The Ida Institute announced that its Founder Lise Lotte Bundesen will retire from her role as Managing Director in July 2022. During Bundesen’s 15-year tenure, the nonprofit institute’s impact and influence has grown exponentially. According to the Institute’s announcement, Ida tools and resources are now used in AuD programs around the world, more than 14,000 professionals have taken the institute’s online training, and the nonprofit has collaborated on standards and guidelines with organizations like ISO and ASHA. With “unique design methods, a cadre of influential advisors, and an eye to the future, the Institute has cemented itself as a leader in driving person-centered hearing care.” Bundesen credits the institute’s success to collaboration with organizations and individuals at the forefront of audiology and consumer advocacy and a passionate Ida community of hearing care professionals and people with hearing loss from around the world.

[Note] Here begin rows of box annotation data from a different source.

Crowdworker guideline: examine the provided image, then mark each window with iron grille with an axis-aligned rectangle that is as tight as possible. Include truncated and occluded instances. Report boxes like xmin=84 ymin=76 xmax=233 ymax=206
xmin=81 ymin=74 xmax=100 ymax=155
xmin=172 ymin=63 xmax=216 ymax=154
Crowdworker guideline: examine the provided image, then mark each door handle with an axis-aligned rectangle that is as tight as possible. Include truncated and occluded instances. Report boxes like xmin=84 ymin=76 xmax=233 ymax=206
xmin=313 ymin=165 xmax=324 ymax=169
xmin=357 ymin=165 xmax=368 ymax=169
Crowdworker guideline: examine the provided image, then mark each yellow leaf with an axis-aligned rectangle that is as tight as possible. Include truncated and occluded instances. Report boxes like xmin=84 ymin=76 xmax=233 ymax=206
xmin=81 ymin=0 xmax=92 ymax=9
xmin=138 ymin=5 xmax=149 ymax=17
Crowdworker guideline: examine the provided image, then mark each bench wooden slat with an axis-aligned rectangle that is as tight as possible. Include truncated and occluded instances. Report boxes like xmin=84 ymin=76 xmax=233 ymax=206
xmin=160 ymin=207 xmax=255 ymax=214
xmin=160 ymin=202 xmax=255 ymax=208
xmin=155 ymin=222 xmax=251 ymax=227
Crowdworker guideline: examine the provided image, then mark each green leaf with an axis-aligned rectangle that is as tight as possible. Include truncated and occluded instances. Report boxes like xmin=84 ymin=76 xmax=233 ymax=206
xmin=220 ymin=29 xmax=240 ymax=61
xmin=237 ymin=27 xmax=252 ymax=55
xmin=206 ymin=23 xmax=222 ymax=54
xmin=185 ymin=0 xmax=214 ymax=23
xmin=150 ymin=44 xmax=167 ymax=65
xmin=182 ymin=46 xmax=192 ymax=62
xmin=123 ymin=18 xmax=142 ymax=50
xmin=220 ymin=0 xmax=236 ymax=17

Ida Institute Advisory Board Chairperson Louise Hickson, professor of audiology and associate dean in the faculty of Health and Behavioral Sciences at The University of Queensland, Australia points to Bundesen’s knack for bringing people together to move the field forward in new and exciting ways. This includes launching the Future Hearing Journeys report to help stakeholders navigate hearing care in the future, being an early advocate for tele-audiology, and being a pioneer in person-centered hearing care. “Lotte’s innovative approach defined what we needed to do and gave us the tools to do it,” she said “Better hearing care through engagement with the community and the co-creation of a suite of person-centered Ida resources is her lasting legacy.”

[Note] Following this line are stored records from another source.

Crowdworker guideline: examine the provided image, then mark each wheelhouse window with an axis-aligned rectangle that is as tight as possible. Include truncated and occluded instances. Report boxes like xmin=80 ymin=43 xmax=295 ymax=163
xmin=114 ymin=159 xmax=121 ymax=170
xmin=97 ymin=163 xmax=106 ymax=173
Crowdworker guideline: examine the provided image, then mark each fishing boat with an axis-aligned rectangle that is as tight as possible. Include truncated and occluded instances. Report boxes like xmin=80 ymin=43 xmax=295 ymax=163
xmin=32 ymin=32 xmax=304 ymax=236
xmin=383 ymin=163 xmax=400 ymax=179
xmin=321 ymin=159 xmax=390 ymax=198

“Lotte is a transformational figure in the world of hearing care,” said Lucille Beck, Ida Institute Advisory Board Member and an executive with the Department of Veterans Affairs (VA). “She brought new ways of thinking and new techniques for problem solving to a diverse community of practitioners, educators, researchers, professional associations, and consumer organizations building a strong network. Her focus on persons with hearing loss shifted the treatment and rehabilitation paradigm to person-centered care — defining a new way of individualizing care to meet the needs of the person.”
As Bundesen sets off on new adventures, so too does the Ida Institute. There are new courses in the works, new tools in development, and partnerships helping Ida to scale as never before.
“We’ve achieved a lot together, and I’m so proud to have been part of Ida,” said Bundesen. “But there is more to be done and I can’t wait to see the ways that Ida develops as I step away. I thank the Demant Foundation for supporting our work for 15 years, and I thank everyone Ida collaborated with for your partnerships, your friendships, your knowledge, and your commitment to Ida and to person-centered care. Lastly, I applaud one final time, your belief that together, we can make hearing care better for people with hearing loss everywhere.”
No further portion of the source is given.